ROMA – Niente da fare, il Sud continua ad arrancare, prima e durante la crisi. Certo, la congiuntura economica più grave dal dopoguerra sta facendo sentire i suoi effetti soprattutto sul Mezzogiorno, già segnato da una strutturale debolezza della sua economia e dal deterioramento sistematico del contesto sociale.
Dal Check up Mezzogiorno, curato da Confindustria in collaborazione con l’Istituto per la Promozione Industriale, emergono i contorni di una vera e propria “emergenza Sud”. In particolare, si moltiplicano nelle regioni meridionali segnali di difficoltà decisamente più marcati rispetto a quelli riscontrabili nel resto del Paese: da una riduzione del Pil più elevata rispetto alla media nazionale (quasi mezzo punto nel biennio 2008-2009), a una più ampia caduta dell’occupazione (194 mila occupati in meno al Sud nel 2009); da un divario di produttività pari al 16% rispetto al Centro Nord, al forte calo delle esportazioni (tornate al livello del 2001).
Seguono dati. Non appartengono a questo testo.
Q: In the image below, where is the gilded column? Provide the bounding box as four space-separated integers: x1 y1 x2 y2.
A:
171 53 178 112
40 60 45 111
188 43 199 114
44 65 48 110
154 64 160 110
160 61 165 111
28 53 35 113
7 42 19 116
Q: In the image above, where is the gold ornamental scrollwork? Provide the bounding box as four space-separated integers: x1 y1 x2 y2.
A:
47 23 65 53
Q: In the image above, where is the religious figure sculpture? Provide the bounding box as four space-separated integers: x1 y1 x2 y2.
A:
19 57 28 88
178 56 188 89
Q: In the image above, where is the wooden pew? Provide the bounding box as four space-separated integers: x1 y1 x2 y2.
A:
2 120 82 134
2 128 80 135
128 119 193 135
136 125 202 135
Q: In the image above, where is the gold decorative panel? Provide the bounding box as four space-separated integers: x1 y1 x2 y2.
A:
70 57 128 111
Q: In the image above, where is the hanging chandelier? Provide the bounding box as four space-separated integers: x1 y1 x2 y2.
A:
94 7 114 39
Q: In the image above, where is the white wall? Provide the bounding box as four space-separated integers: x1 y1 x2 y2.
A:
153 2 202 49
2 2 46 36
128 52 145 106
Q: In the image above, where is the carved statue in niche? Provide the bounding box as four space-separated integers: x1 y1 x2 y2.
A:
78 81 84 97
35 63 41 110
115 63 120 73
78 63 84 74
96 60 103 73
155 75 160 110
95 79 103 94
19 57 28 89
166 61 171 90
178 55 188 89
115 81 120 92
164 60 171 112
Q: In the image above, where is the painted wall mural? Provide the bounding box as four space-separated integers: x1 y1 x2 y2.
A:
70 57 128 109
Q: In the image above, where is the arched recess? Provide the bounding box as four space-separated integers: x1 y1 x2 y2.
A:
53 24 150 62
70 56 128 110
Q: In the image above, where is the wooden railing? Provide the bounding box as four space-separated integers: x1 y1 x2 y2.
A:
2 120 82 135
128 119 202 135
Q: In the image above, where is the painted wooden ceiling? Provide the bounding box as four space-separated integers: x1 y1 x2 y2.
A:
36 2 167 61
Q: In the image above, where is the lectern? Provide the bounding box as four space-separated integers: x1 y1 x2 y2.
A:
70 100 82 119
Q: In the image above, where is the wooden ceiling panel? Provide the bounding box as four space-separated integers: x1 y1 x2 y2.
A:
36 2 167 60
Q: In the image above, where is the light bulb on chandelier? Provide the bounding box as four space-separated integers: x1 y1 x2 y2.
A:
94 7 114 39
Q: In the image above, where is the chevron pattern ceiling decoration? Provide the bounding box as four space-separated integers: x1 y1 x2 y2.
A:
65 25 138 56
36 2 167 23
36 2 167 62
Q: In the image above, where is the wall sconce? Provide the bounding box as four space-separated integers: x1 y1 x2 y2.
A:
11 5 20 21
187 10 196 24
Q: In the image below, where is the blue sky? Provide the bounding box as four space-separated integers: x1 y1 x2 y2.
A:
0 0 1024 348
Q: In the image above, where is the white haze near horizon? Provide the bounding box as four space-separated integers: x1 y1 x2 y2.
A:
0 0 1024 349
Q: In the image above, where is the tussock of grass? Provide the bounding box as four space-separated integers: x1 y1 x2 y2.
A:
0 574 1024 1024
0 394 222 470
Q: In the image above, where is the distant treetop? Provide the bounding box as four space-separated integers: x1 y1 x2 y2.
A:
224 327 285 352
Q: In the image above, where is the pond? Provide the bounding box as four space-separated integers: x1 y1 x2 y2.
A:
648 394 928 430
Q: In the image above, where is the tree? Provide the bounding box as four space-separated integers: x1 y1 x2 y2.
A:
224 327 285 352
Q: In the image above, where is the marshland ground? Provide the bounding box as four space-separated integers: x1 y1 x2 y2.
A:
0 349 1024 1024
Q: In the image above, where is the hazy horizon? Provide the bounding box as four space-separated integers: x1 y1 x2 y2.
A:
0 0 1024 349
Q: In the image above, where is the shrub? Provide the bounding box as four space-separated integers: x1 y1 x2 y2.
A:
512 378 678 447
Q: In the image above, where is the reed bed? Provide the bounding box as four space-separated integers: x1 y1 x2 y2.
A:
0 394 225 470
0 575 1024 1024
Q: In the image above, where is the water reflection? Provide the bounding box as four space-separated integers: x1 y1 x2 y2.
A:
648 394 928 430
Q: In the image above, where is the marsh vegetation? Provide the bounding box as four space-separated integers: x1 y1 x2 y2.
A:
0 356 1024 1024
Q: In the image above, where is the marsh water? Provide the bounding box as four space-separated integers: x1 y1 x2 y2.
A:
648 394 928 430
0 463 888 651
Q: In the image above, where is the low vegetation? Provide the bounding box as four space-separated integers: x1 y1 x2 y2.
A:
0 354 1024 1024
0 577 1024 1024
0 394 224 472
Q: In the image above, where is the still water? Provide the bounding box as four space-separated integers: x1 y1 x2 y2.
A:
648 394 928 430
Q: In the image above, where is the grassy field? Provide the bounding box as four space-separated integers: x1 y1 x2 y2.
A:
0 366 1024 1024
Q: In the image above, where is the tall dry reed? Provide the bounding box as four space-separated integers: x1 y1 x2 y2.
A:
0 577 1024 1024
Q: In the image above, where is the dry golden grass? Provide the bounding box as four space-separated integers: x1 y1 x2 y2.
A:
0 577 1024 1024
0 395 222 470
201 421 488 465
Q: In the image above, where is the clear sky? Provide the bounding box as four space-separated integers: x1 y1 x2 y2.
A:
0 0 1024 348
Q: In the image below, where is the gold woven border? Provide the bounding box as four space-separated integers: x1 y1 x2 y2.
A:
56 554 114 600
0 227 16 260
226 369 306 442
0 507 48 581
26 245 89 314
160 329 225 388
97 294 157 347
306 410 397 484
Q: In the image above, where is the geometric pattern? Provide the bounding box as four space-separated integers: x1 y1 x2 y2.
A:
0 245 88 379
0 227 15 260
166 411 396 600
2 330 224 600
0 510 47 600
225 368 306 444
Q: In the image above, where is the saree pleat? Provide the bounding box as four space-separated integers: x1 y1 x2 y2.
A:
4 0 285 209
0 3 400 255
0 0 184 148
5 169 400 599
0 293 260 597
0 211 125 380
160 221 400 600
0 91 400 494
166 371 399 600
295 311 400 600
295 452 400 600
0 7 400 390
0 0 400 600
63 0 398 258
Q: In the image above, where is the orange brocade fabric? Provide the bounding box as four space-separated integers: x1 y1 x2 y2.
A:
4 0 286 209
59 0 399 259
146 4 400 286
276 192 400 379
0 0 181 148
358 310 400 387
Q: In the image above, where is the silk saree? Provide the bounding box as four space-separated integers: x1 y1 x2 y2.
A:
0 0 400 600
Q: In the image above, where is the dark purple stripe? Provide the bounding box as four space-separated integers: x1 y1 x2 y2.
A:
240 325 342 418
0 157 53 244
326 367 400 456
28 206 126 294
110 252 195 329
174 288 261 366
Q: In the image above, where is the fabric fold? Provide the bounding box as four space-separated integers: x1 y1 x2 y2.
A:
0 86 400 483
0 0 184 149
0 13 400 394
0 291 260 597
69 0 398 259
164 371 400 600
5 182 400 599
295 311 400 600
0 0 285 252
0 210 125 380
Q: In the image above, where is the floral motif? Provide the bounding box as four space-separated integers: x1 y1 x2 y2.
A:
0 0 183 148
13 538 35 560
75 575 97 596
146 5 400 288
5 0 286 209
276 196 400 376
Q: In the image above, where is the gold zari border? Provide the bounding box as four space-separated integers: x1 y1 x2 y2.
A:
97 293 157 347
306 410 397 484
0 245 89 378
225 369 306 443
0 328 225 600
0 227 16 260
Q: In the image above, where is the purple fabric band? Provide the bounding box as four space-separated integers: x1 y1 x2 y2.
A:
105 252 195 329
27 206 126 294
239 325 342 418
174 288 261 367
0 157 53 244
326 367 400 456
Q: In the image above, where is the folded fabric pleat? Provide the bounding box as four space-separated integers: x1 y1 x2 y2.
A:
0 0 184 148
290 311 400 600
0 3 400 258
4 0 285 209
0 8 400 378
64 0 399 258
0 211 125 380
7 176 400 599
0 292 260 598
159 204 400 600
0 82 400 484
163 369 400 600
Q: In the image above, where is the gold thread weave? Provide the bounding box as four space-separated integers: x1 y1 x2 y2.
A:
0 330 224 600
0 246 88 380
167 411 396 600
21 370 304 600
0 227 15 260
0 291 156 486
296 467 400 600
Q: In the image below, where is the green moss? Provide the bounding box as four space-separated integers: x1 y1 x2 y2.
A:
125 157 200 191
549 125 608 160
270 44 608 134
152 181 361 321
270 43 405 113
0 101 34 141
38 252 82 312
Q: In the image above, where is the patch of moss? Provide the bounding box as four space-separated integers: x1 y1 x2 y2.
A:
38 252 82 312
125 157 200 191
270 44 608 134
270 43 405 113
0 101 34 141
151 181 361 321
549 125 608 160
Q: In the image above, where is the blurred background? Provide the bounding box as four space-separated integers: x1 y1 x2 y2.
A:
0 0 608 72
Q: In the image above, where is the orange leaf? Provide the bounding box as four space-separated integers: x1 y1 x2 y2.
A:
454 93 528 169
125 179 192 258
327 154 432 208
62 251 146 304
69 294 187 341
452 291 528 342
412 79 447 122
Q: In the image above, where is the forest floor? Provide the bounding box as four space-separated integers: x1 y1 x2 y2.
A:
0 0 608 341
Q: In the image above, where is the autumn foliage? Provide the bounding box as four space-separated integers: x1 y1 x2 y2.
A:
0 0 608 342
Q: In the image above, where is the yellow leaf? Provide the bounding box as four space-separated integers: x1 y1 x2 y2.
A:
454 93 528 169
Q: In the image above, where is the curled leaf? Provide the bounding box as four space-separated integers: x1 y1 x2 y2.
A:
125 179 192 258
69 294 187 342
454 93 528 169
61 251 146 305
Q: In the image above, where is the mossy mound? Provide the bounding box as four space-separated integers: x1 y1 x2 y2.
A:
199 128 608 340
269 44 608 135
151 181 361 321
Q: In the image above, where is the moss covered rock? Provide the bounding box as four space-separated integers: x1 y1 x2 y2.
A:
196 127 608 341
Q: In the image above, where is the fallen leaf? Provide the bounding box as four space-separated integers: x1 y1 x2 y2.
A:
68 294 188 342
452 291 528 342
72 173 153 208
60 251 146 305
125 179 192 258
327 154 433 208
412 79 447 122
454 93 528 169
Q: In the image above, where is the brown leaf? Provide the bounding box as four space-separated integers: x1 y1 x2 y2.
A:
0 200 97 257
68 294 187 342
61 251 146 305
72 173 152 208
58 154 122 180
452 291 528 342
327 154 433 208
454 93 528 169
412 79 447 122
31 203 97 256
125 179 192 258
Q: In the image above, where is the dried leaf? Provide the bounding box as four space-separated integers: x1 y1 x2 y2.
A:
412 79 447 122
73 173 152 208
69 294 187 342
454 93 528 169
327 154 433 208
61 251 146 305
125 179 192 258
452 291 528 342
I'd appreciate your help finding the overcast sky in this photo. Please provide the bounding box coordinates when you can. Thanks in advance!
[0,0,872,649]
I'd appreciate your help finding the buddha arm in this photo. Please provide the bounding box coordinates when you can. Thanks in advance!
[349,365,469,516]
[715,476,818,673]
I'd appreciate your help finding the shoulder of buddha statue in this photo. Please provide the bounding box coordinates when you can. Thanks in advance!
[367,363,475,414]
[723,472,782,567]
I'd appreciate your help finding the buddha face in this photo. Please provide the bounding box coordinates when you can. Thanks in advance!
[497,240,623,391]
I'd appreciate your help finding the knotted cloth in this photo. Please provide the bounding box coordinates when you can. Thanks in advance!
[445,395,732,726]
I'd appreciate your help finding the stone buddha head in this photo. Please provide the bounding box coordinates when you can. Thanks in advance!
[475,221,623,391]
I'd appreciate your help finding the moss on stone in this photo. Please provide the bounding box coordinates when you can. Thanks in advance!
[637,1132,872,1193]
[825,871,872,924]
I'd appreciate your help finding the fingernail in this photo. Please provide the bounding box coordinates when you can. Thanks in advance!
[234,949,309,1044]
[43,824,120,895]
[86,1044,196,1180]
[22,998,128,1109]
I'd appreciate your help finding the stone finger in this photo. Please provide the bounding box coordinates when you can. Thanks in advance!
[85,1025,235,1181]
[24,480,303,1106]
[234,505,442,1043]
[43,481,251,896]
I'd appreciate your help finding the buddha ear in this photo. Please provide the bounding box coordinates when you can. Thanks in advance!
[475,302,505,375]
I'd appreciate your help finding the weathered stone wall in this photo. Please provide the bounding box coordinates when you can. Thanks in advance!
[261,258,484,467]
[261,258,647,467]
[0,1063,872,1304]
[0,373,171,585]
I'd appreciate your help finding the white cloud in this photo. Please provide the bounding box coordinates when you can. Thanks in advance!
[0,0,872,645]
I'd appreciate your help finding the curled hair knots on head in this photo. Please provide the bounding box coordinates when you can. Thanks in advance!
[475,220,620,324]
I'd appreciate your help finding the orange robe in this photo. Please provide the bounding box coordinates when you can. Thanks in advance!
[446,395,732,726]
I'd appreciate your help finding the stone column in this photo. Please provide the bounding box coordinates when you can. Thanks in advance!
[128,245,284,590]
È come se dieci anni di lenti e faticosi tentativi di recuperare la distanza dal resto del Paese fossero stati rapidamente cancellati.
Il Sud riesce ormai a contenere tale distanza in termini di Pil pro capite (pari a poco meno di 42 punti percentuali) solo grazie al calo della natalità e alla ripresa dell’emigrazione, fenomeno che “impoverisce” il Mezzogiorno, soprattutto di giovani a elevata scolarizzazione. Gli indicatori di disagio economico mostrano che la povertà è significativamente più diffusa in tutte le regioni meridionali, raggiungendo i valori massimi in Sicilia e Basilicata (28,8% delle famiglie), rispetto a un dato medio del Centro Nord quasi 6 volte inferiore (5,4%). Colpisce, inoltre, il deterioramento del contesto civile, effetto di politiche pubbliche inefficaci.
La gran parte degli indicatori – dal funzionamento della giustizia, alla qualità della Pubblica amministrazione; dal peso della illegalità, ai ritardi nell’istruzione; dalla dotazione infrastrutturale, ai servizi alla cittadinanza e alle imprese – mostrano nel Mezzogiorno valori largamente inferiori alla media nazionale. Tutto ciò si traduce in un depauperamento del “capitale sociale” del Sud e, quindi, in una minore capacità di offrire un contesto favorevole agli investimenti. Non mancano, tuttavia, segnali positivi, provenienti proprio dal mondo delle imprese e dalla stessa fascia giovanile della popolazione.
Quasi un quinto delle aziende meridionali ha risposto alla crisi diversificando i mercati, migliorando i prodotti e introducendo, nel 50% dei casi, innovazioni nelle strategie aziendali.
Per quanto riguarda i giovani è degno di nota il fatto che il numero degli studenti del Sud che si laurea ogni anno è più che raddoppiato, passando in soli 7 anni da 54mila a oltre 118mila.
Altrettanto significativi sono il raddoppio dei laureati in discipline scientifiche e l’incidenza in alcune regioni meridionali (Campania) della spesa in ricerca e sviluppo rispetto al Pil, ormai allineata ai valori del Centro Nord.